Snowball order: Lowest balance first. This often creates faster early wins.
How to Use This Calculator
- Enter each debt on a separate row.
- Use the format: name, balance, APR, and minimum payment.
- Choose avalanche, snowball, or highest balance payoff order.
- Add your extra monthly payment.
- Add any one-time lump sum and its month.
- Set a start date for the payoff schedule.
- Press the calculate button.
- Review the results above the form.
- Download the CSV or PDF for records.
Debt Payoff Planning Guide
Why payoff order matters
A debt payoff plan gives structure to every payment. It also shows how much interest may be avoided. The avalanche method focuses on the highest rate first. This approach usually saves the most money. It attacks expensive debt before cheaper debt. The snowball method focuses on the smallest balance first. This approach can feel easier to follow. It creates quick wins and visible progress.
How extra payments change the result
Extra payments can shorten the payoff timeline. Even a small added amount may reduce interest. The key is consistency. This calculator keeps the total payment budget active. When one debt is paid, its payment rolls into the next target. That rollover is the main force behind both methods. It turns old minimum payments into stronger principal payments.
Choosing a strategy
Choose avalanche when saving interest is your top goal. Choose snowball when motivation is more important. Many people need a method they can keep using. A mathematically perfect plan does not help if it is abandoned. Compare both results before choosing. Look at the interest cost, payoff month, and first debt cleared. These details can show which plan fits your behavior.
Reading the schedule
The monthly schedule shows payment, interest, principal, and remaining balance. Interest is added before payments are applied. Minimum payments go to active debts first. Remaining money goes to the current priority debt. The chart shows the falling balance over time. A steeper line means faster payoff progress. Use the CSV file for deeper review. Use the PDF file for sharing or planning meetings.
Practical payoff tips
Keep an emergency fund while reducing debt. Avoid adding new balances during the plan. Recalculate after rate changes or large payments. Review the plan every few months. Increase extra payments when income rises. Direct bonuses or refunds toward the target debt.
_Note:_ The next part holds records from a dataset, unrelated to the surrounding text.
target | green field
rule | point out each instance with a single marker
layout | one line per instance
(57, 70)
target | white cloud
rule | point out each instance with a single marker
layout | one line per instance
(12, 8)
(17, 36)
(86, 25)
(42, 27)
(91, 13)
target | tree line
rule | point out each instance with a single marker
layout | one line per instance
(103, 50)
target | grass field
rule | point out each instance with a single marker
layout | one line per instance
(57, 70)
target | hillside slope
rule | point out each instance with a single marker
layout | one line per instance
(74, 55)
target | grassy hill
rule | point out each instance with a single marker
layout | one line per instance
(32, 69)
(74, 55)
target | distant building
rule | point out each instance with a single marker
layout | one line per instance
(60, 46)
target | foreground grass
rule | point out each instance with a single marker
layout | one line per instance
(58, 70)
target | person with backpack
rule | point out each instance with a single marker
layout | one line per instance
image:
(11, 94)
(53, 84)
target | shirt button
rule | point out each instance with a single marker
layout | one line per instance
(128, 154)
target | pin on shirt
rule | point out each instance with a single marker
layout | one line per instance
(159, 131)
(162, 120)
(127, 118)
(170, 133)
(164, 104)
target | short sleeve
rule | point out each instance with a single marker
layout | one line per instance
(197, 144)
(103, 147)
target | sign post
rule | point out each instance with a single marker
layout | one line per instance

A clear plan can turn several debts into one focused monthly action.
FAQs
What is the loan avalanche method?
The avalanche method pays minimums on all debts, then sends extra money to the highest APR debt first. It usually saves the most interest.
What is the loan snowball method?
The snowball method pays minimums on all debts, then sends extra money to the smallest balance first. It can build motivation through quick wins.
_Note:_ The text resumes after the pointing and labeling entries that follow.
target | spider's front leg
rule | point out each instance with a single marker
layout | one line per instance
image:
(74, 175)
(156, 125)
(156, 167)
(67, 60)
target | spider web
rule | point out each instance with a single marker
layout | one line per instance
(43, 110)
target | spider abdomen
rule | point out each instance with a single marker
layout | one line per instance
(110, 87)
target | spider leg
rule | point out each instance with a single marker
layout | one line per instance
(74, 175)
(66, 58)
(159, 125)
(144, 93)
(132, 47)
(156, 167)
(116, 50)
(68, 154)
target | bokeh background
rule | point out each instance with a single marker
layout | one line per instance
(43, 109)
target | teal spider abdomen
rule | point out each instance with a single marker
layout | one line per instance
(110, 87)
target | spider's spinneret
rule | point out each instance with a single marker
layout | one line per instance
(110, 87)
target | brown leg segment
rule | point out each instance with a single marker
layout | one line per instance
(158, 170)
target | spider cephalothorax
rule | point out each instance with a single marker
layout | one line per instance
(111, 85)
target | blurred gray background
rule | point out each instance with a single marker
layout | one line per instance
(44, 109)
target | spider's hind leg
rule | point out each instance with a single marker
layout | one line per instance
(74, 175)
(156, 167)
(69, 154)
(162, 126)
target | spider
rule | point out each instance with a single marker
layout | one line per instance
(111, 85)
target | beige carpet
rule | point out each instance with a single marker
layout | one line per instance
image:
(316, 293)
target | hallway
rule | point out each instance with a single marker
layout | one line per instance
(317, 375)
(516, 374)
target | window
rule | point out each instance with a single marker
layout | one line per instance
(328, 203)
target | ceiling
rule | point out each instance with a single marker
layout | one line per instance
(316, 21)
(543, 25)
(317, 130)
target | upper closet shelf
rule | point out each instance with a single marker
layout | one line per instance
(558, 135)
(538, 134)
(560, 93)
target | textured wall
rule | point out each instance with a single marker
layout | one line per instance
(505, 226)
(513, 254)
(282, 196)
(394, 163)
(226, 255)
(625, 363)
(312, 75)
Which method saves more money?
The avalanche method usually saves more money because it targets the most expensive interest rate first. Results depend on your balances and rates.
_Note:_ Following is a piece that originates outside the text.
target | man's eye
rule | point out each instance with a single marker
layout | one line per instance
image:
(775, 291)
Which method is better for motivation?
The snowball method is often better for motivation. It clears smaller debts sooner and gives visible progress early in the payoff journey.
Does this calculator roll over paid-off minimums?
Yes. The calculator keeps the original minimum payment budget active. When a debt is cleared, that payment helps attack the next debt.
Can I add a one-time extra payment?
Yes. Enter a lump sum and choose the month it should apply. The amount is added to that month’s payment budget.
Why does the payoff date change?
The payoff date changes when rates, balances, minimums, extra payments, or lump sums change. Small changes can affect interest and timeline.
Can I export my payoff schedule?
Yes. Use the CSV button for spreadsheet analysis. Use the PDF button for a printable payoff summary and schedule.